DELANOUE Thierry (1843-1927)

4eme division (1ere ligne
jeudi 21 décembre 2017.
 

Ancien député

Thierry Delanoue voit le jour le 17 mars 1843 à Paris

Décédé le 21 décembre 1927 à Paris.

Homme politique français

Propriétaire terrien, il est maire de Soulaines-Dhuys en 1878, succédant à son père, conseiller d’arrondissement en 1878 et conseiller général en 1880.

Il est député de l’Aube de 1889 à 1919, siégeant à gauche, chez les Républicains progressistes.

Rubrique nécrologique

« Les députés qui siégeaient à la Chambre avant 1919 n’ont pas appris sans regret la mort de leur ancien collègue M. Thierry-Delanoue. Pendant quarante-quatre ans, de 1875 à 1919, M. Thierry-Delanoue avait, en effet, siégé au Palais-Bourbon.

Il avait même été une des figures les plus pittoresques de l’Assemblée. Mince, de taille moyenne, toujours vêtu d’une petite jaquette et d’un minuscule chapeau rond, il arrivait au Palais-Bourbon des premiers et en partait des derniers.

Souvent, il dissimulait sous son gilet un petit chien qu’il affectionnait particulièrement et qu’il confiait à l’huissier de son vestiaire tandis qu’il allait siéger en séance.

Riche, M. Thierry-Delanoue était parcimonieux en ce qui concernait ses dépenses personnelles.
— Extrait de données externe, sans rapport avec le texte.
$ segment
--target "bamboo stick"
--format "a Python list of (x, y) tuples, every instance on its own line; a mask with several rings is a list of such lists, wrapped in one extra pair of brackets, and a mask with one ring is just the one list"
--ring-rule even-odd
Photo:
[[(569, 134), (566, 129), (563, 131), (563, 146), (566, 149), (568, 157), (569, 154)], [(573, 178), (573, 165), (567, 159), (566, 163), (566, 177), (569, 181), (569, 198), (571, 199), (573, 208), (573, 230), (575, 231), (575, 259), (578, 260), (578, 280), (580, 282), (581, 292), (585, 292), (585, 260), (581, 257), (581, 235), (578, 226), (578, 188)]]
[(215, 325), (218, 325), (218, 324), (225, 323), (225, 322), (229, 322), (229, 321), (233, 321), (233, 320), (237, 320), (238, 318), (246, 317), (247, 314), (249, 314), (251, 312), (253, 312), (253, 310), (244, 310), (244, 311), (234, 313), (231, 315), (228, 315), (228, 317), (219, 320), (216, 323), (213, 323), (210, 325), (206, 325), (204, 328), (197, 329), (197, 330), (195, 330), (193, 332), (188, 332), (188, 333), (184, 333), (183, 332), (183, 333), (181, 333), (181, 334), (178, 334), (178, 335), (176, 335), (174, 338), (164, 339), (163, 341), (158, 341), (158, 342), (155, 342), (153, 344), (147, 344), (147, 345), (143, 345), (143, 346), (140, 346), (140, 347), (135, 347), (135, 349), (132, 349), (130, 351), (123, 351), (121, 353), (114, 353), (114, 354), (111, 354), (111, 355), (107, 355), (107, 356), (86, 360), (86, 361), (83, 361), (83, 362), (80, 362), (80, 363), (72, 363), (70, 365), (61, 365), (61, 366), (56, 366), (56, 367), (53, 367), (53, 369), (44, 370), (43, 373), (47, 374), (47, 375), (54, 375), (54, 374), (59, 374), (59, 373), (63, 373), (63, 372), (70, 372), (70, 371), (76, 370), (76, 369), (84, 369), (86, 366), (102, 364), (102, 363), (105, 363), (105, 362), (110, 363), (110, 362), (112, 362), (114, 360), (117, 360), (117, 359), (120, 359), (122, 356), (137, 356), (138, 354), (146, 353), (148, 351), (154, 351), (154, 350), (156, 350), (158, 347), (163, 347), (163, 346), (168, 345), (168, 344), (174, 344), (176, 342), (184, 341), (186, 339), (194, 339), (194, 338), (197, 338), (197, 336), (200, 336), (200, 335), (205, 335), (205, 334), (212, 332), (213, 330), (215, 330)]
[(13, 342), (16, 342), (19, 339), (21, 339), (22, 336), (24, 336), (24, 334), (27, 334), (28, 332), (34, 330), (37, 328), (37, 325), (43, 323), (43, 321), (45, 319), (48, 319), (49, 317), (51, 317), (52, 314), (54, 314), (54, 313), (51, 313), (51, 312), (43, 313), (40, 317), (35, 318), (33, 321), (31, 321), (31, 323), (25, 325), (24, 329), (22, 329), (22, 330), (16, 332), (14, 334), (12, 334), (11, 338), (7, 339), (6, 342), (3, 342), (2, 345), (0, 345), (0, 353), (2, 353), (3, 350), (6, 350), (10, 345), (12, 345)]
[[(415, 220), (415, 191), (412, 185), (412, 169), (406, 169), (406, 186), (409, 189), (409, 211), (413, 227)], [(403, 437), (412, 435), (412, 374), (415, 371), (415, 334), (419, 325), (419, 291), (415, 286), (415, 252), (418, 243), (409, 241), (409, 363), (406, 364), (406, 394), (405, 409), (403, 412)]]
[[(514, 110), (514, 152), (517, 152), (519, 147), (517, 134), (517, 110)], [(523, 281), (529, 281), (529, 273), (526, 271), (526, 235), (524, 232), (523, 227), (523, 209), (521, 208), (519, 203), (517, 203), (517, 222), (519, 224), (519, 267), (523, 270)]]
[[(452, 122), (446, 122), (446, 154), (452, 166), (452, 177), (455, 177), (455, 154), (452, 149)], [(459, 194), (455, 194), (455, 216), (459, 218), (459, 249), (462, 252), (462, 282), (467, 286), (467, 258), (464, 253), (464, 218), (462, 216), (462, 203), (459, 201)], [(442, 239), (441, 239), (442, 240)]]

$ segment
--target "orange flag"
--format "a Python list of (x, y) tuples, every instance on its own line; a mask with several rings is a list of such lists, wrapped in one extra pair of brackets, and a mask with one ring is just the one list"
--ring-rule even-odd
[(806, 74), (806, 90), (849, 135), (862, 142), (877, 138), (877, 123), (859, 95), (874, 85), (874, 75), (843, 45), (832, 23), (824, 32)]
Par contre, on le disait très large quand il s’agissait d’obliger les collectivités de sa circonscription de l’Aube dont il fut si longtemps le représentant.

Après son échec de 1919, qui l’avait très affecté, on ne l’avait-plus revu au Palais-Bourbon. On le rencontrait parfois sur les quais, accompagné de son petit chien. Car cet excellent homme adorait les bêtes. »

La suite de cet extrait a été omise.